Maria sedikit tertegun karena Bunchi pagi - pagi sudah ada di ruangannya. “Jangan kaget seperti itu, aku tidak di sini dari malam.” Tegur ya, karena mengetahui sikap Maria yang sedikit terkejut karena kedatangannya.


“Maria, aku datang ke sini bukan karena ingin menganggu kamu, tapi aku ingin memberikan uang sisa tabunganan terakhirku sama kamu,” ucapnya, lalu memberikan sebuah atm pribadinya pada Maria, dia meletakan kartu itu di atas meja.


“Di dalamnya masih ada uang sekitar 2,5M, aku harap kamu bisa menggunakan uang itu dengan baik, beli rumah baru, hidup baru dan jika kamu mau buka usaha juga bisa.” Tambahnya lagi, lalu mengambil posisi untuk duduk di ranjang Maria, dan Mariapun menggeser sedikit tubuhnya, agar Bunchi muat untuk duduk.


“Terima kasih ya Bunchi, atas semua bantuanmu selama ini, dan termasuk uang 3M yang kemarin aku pakai.” Maria menatap Bunchi dengan pandangan yang sangat dalam. Dia benar - benar terbantu dengan adanya Bunchi dalam hidupnya.


Bunchi hanya tersenyum sebentar, lalu kembali memasang wajah seriusnya. “Maria, setelah ini hiduplah dengan Normal, seumur aku mengenalmu, sedetikpun aku tidak pernah melihatmu tertawa, bahkan senyumpun terlihat sangat terpaksa.”

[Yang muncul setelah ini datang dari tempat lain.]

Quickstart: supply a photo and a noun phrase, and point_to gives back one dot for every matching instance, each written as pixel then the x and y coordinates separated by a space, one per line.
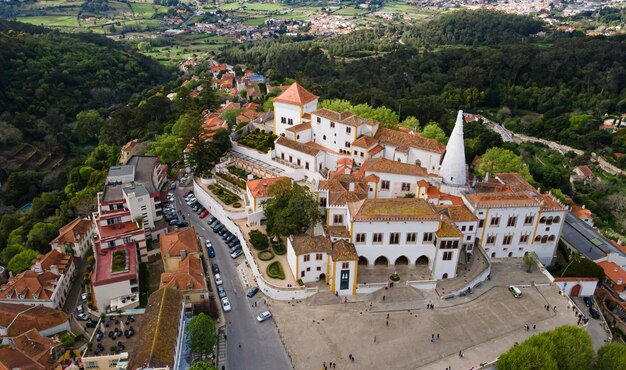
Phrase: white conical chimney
pixel 453 168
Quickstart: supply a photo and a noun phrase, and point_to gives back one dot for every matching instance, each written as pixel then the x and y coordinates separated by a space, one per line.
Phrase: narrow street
pixel 250 344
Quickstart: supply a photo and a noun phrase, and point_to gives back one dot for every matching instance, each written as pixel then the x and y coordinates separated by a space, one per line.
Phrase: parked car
pixel 226 304
pixel 236 253
pixel 264 316
pixel 252 292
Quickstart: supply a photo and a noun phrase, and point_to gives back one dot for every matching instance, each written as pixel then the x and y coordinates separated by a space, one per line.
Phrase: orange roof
pixel 260 188
pixel 73 232
pixel 384 165
pixel 190 276
pixel 20 318
pixel 36 347
pixel 613 271
pixel 296 94
pixel 174 242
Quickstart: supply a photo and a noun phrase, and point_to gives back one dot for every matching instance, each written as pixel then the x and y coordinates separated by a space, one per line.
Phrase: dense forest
pixel 464 60
pixel 55 90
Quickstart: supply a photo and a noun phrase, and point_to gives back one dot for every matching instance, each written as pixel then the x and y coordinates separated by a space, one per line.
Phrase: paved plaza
pixel 483 325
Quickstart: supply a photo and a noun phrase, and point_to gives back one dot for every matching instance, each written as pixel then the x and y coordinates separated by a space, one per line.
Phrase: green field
pixel 50 20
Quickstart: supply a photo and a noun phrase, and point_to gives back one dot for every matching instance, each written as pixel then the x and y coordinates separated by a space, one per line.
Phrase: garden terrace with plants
pixel 259 140
pixel 226 196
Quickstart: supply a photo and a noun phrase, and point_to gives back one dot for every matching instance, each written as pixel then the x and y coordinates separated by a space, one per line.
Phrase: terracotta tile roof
pixel 31 285
pixel 338 187
pixel 503 200
pixel 613 271
pixel 447 229
pixel 296 94
pixel 260 188
pixel 458 213
pixel 303 244
pixel 365 142
pixel 394 209
pixel 159 331
pixel 403 141
pixel 345 117
pixel 36 347
pixel 516 182
pixel 13 359
pixel 343 250
pixel 73 232
pixel 300 147
pixel 383 165
pixel 190 276
pixel 300 127
pixel 20 318
pixel 581 212
pixel 173 243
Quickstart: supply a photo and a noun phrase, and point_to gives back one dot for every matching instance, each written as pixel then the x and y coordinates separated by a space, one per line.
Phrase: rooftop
pixel 260 188
pixel 73 232
pixel 384 165
pixel 172 244
pixel 20 318
pixel 159 332
pixel 107 272
pixel 296 94
pixel 393 209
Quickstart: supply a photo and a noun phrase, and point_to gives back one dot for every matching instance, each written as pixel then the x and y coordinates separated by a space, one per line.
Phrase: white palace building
pixel 392 197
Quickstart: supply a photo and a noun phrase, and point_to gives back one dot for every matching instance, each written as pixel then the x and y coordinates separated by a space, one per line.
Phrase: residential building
pixel 257 192
pixel 162 332
pixel 76 236
pixel 46 283
pixel 17 319
pixel 515 219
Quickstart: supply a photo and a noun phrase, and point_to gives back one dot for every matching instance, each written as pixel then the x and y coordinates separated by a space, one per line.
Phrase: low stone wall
pixel 272 291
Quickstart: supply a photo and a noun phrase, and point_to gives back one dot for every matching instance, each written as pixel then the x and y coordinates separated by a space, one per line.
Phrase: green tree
pixel 202 335
pixel 202 365
pixel 88 125
pixel 499 160
pixel 291 210
pixel 433 131
pixel 611 356
pixel 412 123
pixel 22 261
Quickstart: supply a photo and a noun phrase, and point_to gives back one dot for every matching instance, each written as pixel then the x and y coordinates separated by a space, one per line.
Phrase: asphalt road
pixel 250 345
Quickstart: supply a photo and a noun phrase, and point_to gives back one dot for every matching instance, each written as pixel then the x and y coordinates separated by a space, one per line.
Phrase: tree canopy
pixel 291 210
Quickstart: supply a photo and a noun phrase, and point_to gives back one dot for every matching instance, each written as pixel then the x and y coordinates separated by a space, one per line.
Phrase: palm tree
pixel 574 257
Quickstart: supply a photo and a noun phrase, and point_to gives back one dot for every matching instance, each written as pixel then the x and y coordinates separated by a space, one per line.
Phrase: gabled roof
pixel 159 331
pixel 393 209
pixel 383 165
pixel 260 188
pixel 173 243
pixel 297 95
pixel 73 232
pixel 20 318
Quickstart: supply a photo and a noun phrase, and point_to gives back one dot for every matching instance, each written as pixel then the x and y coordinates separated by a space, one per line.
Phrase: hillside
pixel 48 78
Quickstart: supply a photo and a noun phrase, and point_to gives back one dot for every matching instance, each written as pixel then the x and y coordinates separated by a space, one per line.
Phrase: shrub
pixel 275 270
pixel 258 239
pixel 279 248
pixel 265 255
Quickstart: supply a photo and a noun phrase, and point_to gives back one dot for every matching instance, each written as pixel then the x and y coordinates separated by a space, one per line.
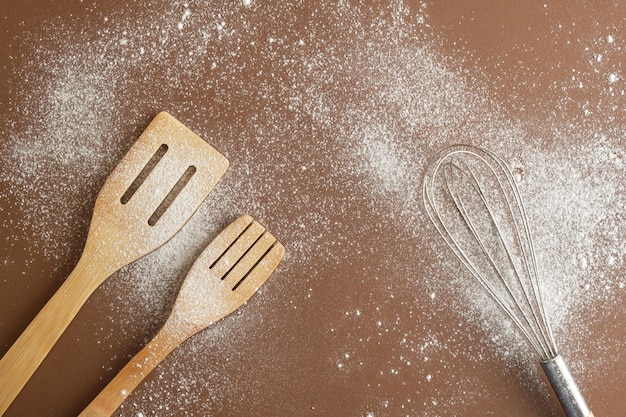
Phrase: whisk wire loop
pixel 489 235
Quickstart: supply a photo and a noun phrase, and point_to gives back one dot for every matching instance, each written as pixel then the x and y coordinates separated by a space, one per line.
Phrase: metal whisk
pixel 472 199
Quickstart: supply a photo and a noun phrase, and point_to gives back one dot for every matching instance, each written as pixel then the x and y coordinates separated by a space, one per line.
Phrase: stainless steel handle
pixel 565 387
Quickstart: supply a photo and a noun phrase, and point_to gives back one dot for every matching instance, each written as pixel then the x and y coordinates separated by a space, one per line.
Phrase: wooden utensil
pixel 227 273
pixel 149 196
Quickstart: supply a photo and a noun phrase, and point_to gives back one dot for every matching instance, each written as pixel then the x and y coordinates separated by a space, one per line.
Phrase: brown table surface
pixel 328 113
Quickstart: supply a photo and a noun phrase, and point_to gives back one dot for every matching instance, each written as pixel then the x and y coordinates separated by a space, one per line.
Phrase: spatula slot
pixel 241 256
pixel 243 232
pixel 147 169
pixel 171 196
pixel 253 267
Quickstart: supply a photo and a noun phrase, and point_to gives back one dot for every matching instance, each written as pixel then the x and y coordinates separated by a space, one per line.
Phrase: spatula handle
pixel 24 357
pixel 120 387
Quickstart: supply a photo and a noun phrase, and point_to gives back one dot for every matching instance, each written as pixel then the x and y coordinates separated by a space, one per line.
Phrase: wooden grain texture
pixel 212 290
pixel 119 234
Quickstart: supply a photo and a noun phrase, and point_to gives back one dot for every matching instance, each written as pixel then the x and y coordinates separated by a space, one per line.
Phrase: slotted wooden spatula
pixel 149 196
pixel 227 273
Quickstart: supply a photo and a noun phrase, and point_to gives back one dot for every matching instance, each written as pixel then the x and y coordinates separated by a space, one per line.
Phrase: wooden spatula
pixel 149 196
pixel 227 273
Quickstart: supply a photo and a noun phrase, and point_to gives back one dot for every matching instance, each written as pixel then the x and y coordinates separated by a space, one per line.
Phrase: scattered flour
pixel 333 124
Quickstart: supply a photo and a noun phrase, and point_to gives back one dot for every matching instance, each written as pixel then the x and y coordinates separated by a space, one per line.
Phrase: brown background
pixel 293 94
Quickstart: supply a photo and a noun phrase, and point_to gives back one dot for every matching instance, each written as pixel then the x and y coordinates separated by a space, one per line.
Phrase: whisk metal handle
pixel 565 387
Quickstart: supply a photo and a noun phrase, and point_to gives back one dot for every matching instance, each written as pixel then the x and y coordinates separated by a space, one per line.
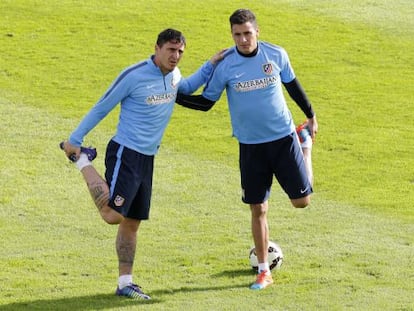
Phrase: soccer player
pixel 252 73
pixel 146 92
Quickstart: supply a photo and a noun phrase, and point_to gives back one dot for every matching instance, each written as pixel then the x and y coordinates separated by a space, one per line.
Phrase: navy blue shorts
pixel 282 158
pixel 129 177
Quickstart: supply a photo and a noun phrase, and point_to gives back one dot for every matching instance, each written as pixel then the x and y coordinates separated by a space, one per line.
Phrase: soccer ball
pixel 274 256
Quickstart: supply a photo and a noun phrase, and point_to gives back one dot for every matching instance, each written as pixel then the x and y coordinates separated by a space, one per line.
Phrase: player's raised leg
pixel 98 188
pixel 306 143
pixel 260 232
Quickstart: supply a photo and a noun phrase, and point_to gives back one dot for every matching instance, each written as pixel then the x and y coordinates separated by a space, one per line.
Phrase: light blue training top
pixel 147 99
pixel 256 102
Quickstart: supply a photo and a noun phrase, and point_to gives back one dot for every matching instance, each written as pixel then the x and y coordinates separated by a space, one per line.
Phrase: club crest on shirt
pixel 174 82
pixel 119 201
pixel 267 68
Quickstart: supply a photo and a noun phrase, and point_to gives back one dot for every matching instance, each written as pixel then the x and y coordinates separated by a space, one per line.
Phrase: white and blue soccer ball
pixel 274 257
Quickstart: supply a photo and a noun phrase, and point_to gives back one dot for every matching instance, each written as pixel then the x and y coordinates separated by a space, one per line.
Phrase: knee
pixel 301 202
pixel 259 210
pixel 110 216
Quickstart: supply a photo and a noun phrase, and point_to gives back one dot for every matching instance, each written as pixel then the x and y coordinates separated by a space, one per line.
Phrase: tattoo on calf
pixel 99 194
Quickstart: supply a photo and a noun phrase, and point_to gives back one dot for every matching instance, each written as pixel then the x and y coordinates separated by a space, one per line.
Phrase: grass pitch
pixel 351 250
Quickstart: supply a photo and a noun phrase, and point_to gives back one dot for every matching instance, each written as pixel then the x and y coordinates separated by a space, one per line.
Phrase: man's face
pixel 245 37
pixel 168 56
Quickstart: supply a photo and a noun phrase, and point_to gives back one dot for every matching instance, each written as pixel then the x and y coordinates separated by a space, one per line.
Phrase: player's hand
pixel 72 152
pixel 218 56
pixel 313 127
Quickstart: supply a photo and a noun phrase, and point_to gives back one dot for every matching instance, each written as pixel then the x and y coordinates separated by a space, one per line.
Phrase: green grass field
pixel 351 250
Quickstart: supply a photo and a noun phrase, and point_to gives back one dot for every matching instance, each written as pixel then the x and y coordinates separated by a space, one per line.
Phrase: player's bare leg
pixel 99 190
pixel 307 155
pixel 260 233
pixel 126 241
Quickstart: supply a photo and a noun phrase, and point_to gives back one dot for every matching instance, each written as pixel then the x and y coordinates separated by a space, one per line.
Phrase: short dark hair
pixel 242 16
pixel 170 35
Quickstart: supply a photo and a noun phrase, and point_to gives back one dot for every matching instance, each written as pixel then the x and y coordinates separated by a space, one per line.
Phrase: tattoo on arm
pixel 126 251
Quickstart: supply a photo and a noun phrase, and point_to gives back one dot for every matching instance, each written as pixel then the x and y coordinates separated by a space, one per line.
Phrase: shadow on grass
pixel 106 301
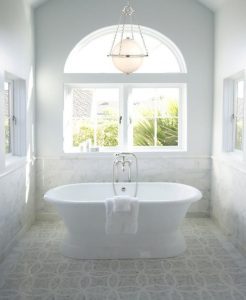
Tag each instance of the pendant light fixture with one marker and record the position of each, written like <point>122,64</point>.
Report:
<point>128,54</point>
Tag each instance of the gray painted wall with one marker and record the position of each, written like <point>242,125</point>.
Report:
<point>60,25</point>
<point>229,174</point>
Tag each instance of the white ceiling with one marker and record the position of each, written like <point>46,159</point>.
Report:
<point>212,4</point>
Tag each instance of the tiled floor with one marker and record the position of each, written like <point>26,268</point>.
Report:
<point>210,269</point>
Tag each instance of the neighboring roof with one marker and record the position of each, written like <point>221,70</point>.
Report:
<point>211,4</point>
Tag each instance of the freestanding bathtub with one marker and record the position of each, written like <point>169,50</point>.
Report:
<point>162,208</point>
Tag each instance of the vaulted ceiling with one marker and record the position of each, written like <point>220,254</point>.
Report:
<point>211,4</point>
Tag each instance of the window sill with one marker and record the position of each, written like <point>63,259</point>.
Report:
<point>140,153</point>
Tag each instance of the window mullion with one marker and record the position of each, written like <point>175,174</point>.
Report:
<point>244,120</point>
<point>125,116</point>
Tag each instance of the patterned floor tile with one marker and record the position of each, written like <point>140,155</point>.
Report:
<point>211,268</point>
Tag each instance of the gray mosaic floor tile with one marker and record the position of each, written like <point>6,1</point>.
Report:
<point>211,268</point>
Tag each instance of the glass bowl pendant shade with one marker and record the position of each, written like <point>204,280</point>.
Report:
<point>127,56</point>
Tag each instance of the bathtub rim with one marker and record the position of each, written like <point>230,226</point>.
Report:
<point>196,197</point>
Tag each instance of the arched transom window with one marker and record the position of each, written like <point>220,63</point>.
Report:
<point>90,54</point>
<point>106,111</point>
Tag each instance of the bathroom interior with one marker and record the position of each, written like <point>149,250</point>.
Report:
<point>123,149</point>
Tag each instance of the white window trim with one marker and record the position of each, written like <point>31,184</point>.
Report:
<point>124,128</point>
<point>146,30</point>
<point>13,159</point>
<point>229,119</point>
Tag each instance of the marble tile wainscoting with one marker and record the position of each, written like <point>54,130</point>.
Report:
<point>52,172</point>
<point>17,202</point>
<point>229,199</point>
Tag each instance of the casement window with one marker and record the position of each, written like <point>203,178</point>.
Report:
<point>13,118</point>
<point>124,117</point>
<point>234,114</point>
<point>8,116</point>
<point>238,116</point>
<point>108,111</point>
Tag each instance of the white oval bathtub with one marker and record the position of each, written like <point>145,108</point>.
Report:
<point>162,207</point>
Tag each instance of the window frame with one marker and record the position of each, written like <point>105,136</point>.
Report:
<point>229,115</point>
<point>125,127</point>
<point>11,117</point>
<point>17,121</point>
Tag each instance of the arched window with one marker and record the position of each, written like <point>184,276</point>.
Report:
<point>90,54</point>
<point>106,111</point>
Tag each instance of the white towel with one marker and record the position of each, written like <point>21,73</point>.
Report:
<point>121,215</point>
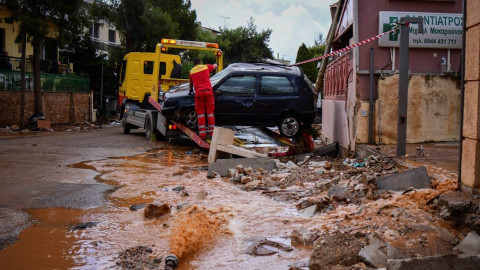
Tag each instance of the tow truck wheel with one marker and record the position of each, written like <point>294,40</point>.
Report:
<point>289,125</point>
<point>191,120</point>
<point>148,127</point>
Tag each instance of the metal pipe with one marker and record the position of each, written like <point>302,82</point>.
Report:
<point>462,95</point>
<point>171,262</point>
<point>370,112</point>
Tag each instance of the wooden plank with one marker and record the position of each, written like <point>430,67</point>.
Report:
<point>220,136</point>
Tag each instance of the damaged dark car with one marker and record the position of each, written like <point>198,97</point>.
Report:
<point>251,94</point>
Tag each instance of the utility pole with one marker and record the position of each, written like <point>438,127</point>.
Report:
<point>403,81</point>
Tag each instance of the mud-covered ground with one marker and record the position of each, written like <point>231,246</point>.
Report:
<point>259,221</point>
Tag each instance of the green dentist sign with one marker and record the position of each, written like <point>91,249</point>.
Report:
<point>441,30</point>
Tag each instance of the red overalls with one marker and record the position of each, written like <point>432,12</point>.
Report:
<point>204,100</point>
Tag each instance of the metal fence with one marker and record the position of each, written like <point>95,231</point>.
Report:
<point>10,80</point>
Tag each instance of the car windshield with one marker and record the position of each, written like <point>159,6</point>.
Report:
<point>219,76</point>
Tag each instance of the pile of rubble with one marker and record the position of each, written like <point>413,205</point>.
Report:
<point>369,212</point>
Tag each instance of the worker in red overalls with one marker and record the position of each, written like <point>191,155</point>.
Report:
<point>204,99</point>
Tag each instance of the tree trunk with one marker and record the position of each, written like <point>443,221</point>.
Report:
<point>22,80</point>
<point>37,86</point>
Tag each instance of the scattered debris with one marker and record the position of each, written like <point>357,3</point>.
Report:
<point>136,207</point>
<point>221,166</point>
<point>416,178</point>
<point>84,225</point>
<point>138,258</point>
<point>266,247</point>
<point>335,248</point>
<point>154,211</point>
<point>470,244</point>
<point>303,237</point>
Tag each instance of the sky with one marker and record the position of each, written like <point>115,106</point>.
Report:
<point>292,22</point>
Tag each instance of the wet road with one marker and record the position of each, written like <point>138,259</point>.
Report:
<point>36,173</point>
<point>71,172</point>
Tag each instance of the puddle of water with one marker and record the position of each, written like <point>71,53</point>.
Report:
<point>48,244</point>
<point>228,218</point>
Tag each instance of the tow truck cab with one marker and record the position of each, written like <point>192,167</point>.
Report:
<point>143,74</point>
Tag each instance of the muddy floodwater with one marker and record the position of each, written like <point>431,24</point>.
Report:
<point>213,223</point>
<point>53,241</point>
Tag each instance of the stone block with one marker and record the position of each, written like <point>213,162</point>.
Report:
<point>416,178</point>
<point>473,12</point>
<point>471,163</point>
<point>472,56</point>
<point>221,166</point>
<point>471,123</point>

“Rubahlah pandanganmu terhadap dunia Maria, dan jika bisa, minta kepastian dengan pria yang menjadi suamimu itu, kalau memang kalian mau bercerai, maka bercerailah. Agar kamu bisa mendapatkan suami yang lainnya.”


“Buatlah keluarga baru dengan uang itu Maria, temukan kebahagian kamu sendiri.” Nasihat demi Nasihat dia berikan pada Maria. Karena dia juga sudah menganggap Maria seperti anaknya sendiri.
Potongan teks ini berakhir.